Arístides
dejó de contemplar la danza de llamas azules y naranjas que le entregaba el hogar, como si repentinamente hubiese sido invadido por un espíritu. Anunció, sin más,
que iría a visitar a Ángela, vecina y amiga suya de toda la vida, desde antes
de conocer a su fallecida esposa. Ángela vivía al cuidado de su joven nieta,
cuyo amor a la abuela la llevó a instalarse con ella, aprovechando a la vez esa
tranquilidad para concluir sus estudios de medicina. Arnoldo, que visitaba con
regularidad a su tío con el fin de vigilar sus necesidades en tiempos del
ocaso, se detuvo por unos momentos inspeccionando el arrugado pero firme rostro
del tío para encontrar explicaciones sin palabras. No las obtuvo. Entonces le
preguntó directamente para qué haría eso a las diez de la noche, en medio de
semejante frío.
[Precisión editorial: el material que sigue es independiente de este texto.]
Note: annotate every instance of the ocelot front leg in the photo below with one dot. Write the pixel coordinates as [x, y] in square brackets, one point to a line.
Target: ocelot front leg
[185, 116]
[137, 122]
La respuesta de Arístides fue lacónica y misteriosa. –Porque necesito verla en este momento.
Arnoldo no atinó más que a preguntar si quería que lo acompañase, cuánto
tardaría, a qué hora regresaría. La respuesta de su tío volvió a ser tan breve
como enigmática: -Voy yo solo. Ni bien termine estoy aquí. Se irguió
dando manotazos, luchando con denuedo contra los sabotajes de la artritis. Se
calzó campera y gorra, y de un bastidor del pasillo tomó su bastón de madera Andrea Del Verrocchio, que él mismo
tallara en palo coral cuando la cintura y las manos todavía le daban. Abrió y cerró la
puerta principal en acción precisa, que lo hizo desaparecer como si se tratara
de fantasma que nunca hubiera estado en la casa.
Ángela
era una viejita simpática, que hacía bastante tiempo había pasado los ochenta
años. Vivía sus tiempos de merced en un departamento de planta baja en el
centro del pueblo. Le gustaba escuchar radio. Sentada en su silla de reina se
la veía durante horas prestando serena e inclinada atención, casi tendida sobre
el aparato. Parecía rezar con devoción frente a una invisible deidad.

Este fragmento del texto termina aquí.